Global virus outbreaks: Interferons as 1st responders

Abstract

Outbreaks of severe virus infections with the potential to cause global pandemics are increasing. In many instances these outbreaks have been newly emerging (SARS coronavirus), re-emerging (Ebola virus, Zika virus) or zoonotic (avian influenza H5N1) virus infections. In the absence of a targeted vaccine or a pathogen-specific antiviral, broad-spectrum antivirals would function to limit virus spread. Given the direct antiviral effects of type I interferons (IFNs) in inhibiting the replication of both DNA and RNA viruses at different stages of their replicative cycles, and the effects of type I IFNs on activating immune cell populations to clear virus infections, IFNs-α/β present as ideal candidate broad-spectrum antivirals.

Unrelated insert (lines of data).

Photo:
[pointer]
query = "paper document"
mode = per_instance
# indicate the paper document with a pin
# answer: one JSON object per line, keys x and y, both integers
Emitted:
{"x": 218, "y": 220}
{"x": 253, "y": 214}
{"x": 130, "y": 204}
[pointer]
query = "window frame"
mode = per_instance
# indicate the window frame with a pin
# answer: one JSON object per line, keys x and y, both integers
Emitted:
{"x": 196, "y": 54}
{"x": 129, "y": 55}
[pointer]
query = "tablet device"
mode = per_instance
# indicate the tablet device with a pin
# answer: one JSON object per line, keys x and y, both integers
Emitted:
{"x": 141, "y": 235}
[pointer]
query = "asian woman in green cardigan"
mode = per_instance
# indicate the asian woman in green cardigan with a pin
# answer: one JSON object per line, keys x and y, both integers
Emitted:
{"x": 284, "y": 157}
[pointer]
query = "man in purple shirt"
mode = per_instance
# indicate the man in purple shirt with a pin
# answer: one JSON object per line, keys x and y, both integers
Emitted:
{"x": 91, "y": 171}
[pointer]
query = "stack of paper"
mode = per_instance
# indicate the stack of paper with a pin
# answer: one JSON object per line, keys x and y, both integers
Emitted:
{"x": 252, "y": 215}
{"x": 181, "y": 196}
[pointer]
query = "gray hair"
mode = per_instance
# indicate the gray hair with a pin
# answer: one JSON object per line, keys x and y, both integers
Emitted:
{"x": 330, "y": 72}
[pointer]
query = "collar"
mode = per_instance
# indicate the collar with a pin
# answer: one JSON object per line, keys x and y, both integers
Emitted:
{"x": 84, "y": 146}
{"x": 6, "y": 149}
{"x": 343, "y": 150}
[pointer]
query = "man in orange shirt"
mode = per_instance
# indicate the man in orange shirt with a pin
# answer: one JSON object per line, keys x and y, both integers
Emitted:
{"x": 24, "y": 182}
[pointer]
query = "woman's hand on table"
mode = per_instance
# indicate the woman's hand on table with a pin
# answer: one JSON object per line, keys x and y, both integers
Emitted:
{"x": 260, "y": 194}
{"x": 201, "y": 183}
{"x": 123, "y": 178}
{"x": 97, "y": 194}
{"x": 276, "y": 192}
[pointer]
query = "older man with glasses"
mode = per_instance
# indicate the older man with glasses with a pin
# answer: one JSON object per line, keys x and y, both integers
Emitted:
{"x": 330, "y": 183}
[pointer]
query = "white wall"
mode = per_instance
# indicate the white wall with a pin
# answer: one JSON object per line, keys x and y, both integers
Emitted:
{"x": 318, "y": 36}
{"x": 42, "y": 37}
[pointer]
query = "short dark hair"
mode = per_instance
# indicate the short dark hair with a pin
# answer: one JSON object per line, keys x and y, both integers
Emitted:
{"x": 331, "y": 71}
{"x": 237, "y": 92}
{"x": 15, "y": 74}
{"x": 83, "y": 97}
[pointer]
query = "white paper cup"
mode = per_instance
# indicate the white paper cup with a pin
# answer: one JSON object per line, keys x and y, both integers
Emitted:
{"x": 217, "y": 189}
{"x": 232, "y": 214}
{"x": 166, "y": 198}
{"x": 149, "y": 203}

Keywords: Antiviral; Immune response; Interferons-α/β.

Fig. 1

IFNs and their cognate receptors. IFNs are classified based on the receptors through which they signal. Type I IFNs (-α, -β, -δ, -ε, -ζ, -κ, -τ, and -ω) bind to and activate the IFN-α/β receptor (IFNAR) complex. Type II IFN (-γ) activates the IFN-γ receptor 1 and type III IFNs (-λ1, -λ2, -λ3) signal through a receptor complex made up of IL28RA and IL10R2.

Fig. 2

Pattern Recognition Receptor activation leads to type I IFN production. Binding of PAMPs and DAMPs to host PRRs (TLRs, CLRs, RLRs, NLRs, ALRs, and cGAS) induces signaling cascades that activate IRF3, IRF7 and NF-κB, resulting in the production of type I IFNs-α/β and pro-inflammatory cytokines.

Fig. 3

Type I IFN signaling. IFNs-α/β bind to IFNAR, inducing the phosphorylation-activation of tyrosine kinases JAK1 and TYK2. JAK1 and TYK2 activation initiates multiple canonical and non-canonical signaling cascades that are critical for the regulation of cellular processes and the expression of ISGs for the innate immune response.

Fig. 4

Extent of global viral infections. Graphical depiction of global viral outbreaks and summary of the impact of global viral infections based on information gathered from the World Health Organization (WHO) [196]. CHIKV (grey), chikungunya virus; EBOV (red), Ebola virus; IAV (purple), influenza A virus; MERS-CoV (blue), Middle-East respiratory syndrome coronavirus; LASV (pink), Lassa virus; RVFV (blue-purple), Rift Valley fever virus; SARS-CoV (yellow-green), severe acute respiratory syndrome coronavirus; WNV (green), West Nile virus; YFV (brown), yellow fever virus; ZIKV (gold), Zika virus; DENV, dengue virus; HBV, hepatitis B virus; HCV, hepatitis C virus; HIV, human immunodeficiency virus; HPV, human papillomavirus; HSV-1/2, herpes simplex virus type 1/2; PV, poliovirus.